What advice would you give to a barista who feels like they don’t ´fit the mould´ of what a coffee professional looks like?

I would say there is no real mould for a coffee professional. Approximately 125 million people worldwide rely on coffee for their livelihood, including me, and we cannot fit that many people into one box. There is no single way a coffee professional should look.

A coffee professional might be a barista, a producer, a processor, a roaster, a brewer, an educator, a sales manager, an accountant, a customer service advisor, or someone managing fermentation at origin. The problem is that the industry has often been too narrow in who it chooses to platform, celebrate, and treat as an expert.

So my advice would be not to mistake difference for not belonging. Coffee needs more voices, more perspectives, and more people willing to challenge the narrow image the industry has created. You do not need to fit the ´mould´ to have value here. In fact, if you do not fit the mould, great. Break it.

What are your passions and hobbies apart from coffee?

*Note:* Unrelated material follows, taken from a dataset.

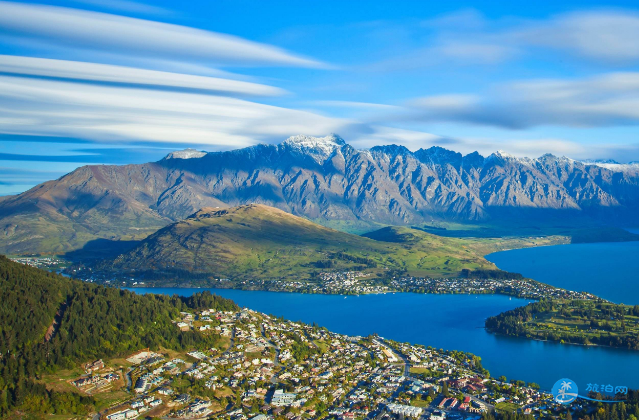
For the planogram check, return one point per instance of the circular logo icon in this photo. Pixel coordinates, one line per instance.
(565, 391)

Outside of coffee, I am pretty basic: I love my family, nice cars, cooking, travelling, and I am always on the hunt for the best bubble tea.

Where in your city do you find your best inspiration?

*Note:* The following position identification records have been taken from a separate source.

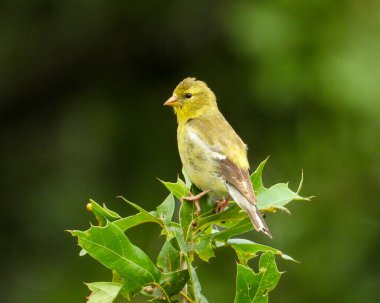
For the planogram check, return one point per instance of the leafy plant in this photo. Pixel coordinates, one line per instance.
(173, 278)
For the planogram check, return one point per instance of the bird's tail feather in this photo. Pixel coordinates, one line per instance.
(252, 211)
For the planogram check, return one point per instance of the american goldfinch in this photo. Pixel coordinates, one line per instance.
(213, 155)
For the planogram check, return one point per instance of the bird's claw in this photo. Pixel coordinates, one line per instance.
(222, 204)
(195, 199)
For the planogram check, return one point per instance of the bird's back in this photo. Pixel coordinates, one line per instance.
(205, 141)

Honestly, probably around the dinner table with family and friends. That is where I feel most inspired: being able to connect properly with people, switch off from the technology and the constant noise of the online world, and just talk about life while sharing food.

I think some of the best ideas come in those moments, when people are relaxed, honest, and bouncing thoughts off each other naturally. Whether we are solving problems, telling stories, or just reflecting on what is going on in our lives, that kind of connection always leaves me feeling re-energised and inspired.

What coffee challenges are you looking forward to? Any new projects or collaborations?

There are a few projects I am really excited about at the moment. We have been working for a while with the Welsh Museum Collective as they redevelop their coffee strategy and move towards opening a roastery in the near future, which is a very special project to be part of. I am also working with a large commercial roastery on securing more directly traded coffee across an expanding supply chain, nearly 500 tonnes over the year, which feels like exactly the kind of scale where meaningful change can happen.

I am also really looking forward to building a new training plan under our new trademark, the British Coffee Innovation Centre. That feels like a bold and exciting next chapter, and one that reflects my passion for pushing boundaries in coffee education and industry development. Definitely watch this space.

Quick Fire Questions for Esther-Hope Gibbs:

Filter coffee or espresso-based?

Filter coffee.

Milk coffee or black coffee?

Black.

The most underrated coffee drink?

Pistachio Spanish Iced Latte with whipped cream (summer/holiday staple).

The most underrated coffee brewer?

Clever Dripper.

How do you make coffee at home?

Espresso machine – making a flat white every morning.

No.1 café in Europe that every coffee geek should visit?

Calico Coffee, London

What’s your dream place to have a coffee tour?

Doha, Qatar – oh my gosh, the innovation and experiences there are always on a next level!